In ocl 1.2, you don't have shared common buffers. You need to explicitly call clEnqueueCopyBuffer between these 2 devices. There will be transfer across the PCI bus, but not across the host. clEnqueueCopyBuffer works only with devices in the same context.
Thank you for the answer.
Unfortunately that means, it cannot be done via OpenCL 1.2, because its not possible to share random data between devices(fast).
AMD SVN article says the following:
"OpenCL 2.0 removes this limitation: the host and OpenCL devices can share the same virtual address range, so you no longer need to copy buffers between devices. In other words, no keeping track of buffers and explicitly copying them across devices! Just use shared pointers."
But i fear they only mean one cpu and one gpu, then its misleading a little, unfortunately i cant test it myself.
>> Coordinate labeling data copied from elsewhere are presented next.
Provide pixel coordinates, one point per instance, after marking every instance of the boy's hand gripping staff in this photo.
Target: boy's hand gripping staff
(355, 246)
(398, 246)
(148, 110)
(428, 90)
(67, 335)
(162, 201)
Actually, you can get most of your answers from OpenCL spec. only. Each vendor may implement it different ways but all of them follow the spec., though there may be some limitations at certain point.
As per clSVMAlloc :
"Allocates a shared virtual memory (SVM) buffer that can be shared by the host and all devices in an OpenCL context that support shared virtual memory. "
It fails to allocates memory when
sizeparameter is 0 or greater than
CL_DEVICE_MAX_MEM_ALLOC_SIZEvalue for any device in
Before using the SVM to share data among multiple devices, please read the section "5.6.1 SVM sharing granularity: coarse- and fine- grained sharing" from OpenCL 2.0 spec. It is very important to understand the granularity (or level of memory consistency) and synchronization points (or visibility of the updates) of the SVM objects. Hope you'll get a clear idea from that section.
If you've any further doubt/question, please share with us. We'll try our best to answer them.
Note: You may also refer SVM related FAQs from here http://amd-dev.wpengine.netdna-cdn.com/wordpress/media/2013/12/AMD_APP_SDK_FAQ2.pdf
> Unfortunately that means, it cannot be done via OpenCL 1.2, because its not possible to share random data between devices(fast).
That's not necessarily true. clEnqueueCopyBuffer is fast, and the same transfer occurs over PCI for both devices. So, in the svm case, you get slower writes to the shared memory and you have to worry about synchronization. Overall time should be roughly the same.
However, if you want a common buffer, svm is the way to go.